The only citation of the rat model among the 46 references in a paper entitled "The lymphoproliferative disease of granular lymphocytes" by Semenzato et al.(12) was the 1983 paper by Ward and Reynolds. They commented, "It is of interest that the hepatosplenomegaly consistently observed in these patients is reminiscent of the rat model of large granular lymphocytic leukemia."(12) Once again, clinicians noted a parallel between the human and rat disease, but they did not credit the animal model with an important clinical insight. The other animal studies Semenzato et al. cited were two papers using mice to identify a marker for certain T-cells.

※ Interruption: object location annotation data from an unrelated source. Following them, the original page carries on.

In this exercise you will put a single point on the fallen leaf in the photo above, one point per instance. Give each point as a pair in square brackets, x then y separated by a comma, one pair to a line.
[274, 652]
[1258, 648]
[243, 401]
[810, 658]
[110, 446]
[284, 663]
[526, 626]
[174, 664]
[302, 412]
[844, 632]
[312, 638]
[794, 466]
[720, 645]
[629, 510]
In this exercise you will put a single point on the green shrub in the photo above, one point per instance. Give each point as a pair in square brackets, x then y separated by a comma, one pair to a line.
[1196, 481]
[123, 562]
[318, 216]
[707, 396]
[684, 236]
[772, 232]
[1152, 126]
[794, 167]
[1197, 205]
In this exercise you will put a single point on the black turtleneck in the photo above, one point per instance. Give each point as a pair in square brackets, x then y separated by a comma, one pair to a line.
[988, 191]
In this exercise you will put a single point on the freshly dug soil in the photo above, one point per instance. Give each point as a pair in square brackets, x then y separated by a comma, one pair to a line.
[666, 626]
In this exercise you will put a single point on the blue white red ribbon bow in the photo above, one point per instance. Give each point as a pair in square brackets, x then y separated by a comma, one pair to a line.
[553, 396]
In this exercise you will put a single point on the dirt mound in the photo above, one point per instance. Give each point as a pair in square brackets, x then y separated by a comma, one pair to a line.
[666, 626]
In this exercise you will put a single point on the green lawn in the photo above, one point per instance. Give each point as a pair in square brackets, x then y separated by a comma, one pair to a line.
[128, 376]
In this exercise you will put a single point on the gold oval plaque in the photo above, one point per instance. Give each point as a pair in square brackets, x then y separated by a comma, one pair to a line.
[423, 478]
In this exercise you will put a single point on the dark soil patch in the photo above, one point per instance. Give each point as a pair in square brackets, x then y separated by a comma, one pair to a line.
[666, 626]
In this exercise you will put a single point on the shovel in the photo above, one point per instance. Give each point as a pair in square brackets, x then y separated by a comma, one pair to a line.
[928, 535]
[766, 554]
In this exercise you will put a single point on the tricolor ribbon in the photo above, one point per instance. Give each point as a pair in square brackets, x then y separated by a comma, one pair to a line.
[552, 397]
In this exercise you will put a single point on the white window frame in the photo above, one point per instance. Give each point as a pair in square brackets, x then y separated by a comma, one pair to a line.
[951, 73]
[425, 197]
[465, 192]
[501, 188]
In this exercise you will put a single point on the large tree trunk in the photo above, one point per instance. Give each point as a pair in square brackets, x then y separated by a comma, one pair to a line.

Because human LGL leukemia is uncommon, proponents of the animal model had observed that F344 rats could be an abundant source of cells for studies of LGL and natural killer cell function. The development of in vitro techniques has permitted these studies with human cells. Reynolds concluded:
...the results from a number of human and animal studies suggest that LGL leukemias/lymphomas may be quite useful in further studying the function of LGL ... Further studies which require a large number of highly purified functionally active cells can be easily done using LGL leukemia cells from either the human or animal models(7)
Conclusions:
Despite many similarities between human and rat LGL leukemia, their clinical courses differ markedly. This raises doubts about the usefulness of the animal model for providing insights into the pathophysiology, diagnosis, or treatment of human LGL leukemia. Indeed, the two recent clinical reviews did not appear to attribute any important findings to the animal research. The usefulness of the rat model in providing abundant cells for the study of LGL function has been diminished greatly by in vitro study of normal and leukemic human LGL cells.
References:
1. Loughran TP, Starkebaum G: Large granular lymphocyte leukemia: Report of 38 cases and review of the literature. Medicine 1987;66:397-405.
2. Moloney WC Boschetti AE, King VP: Spontaneous leukemia in Fischer rats. Cancer Res 1970;30:41-43.
3. Stromberg PC: Large granular lymphocyte leukemia, Model No. 319, in Capen CC, Jones TC, Migake G (eds): Handbook Animal Models of Human Disease, Fasc 14. Washington DC, Registry of Comparative Pathology, Armed Forces Institute of Pathology,1985.
4. Stromberg PC, Vogtsberger LM: Pathology of the mononuclear cell leukemia of Fischer rats. I. Morphology studies. Vet Pathol 1983;20:698-708.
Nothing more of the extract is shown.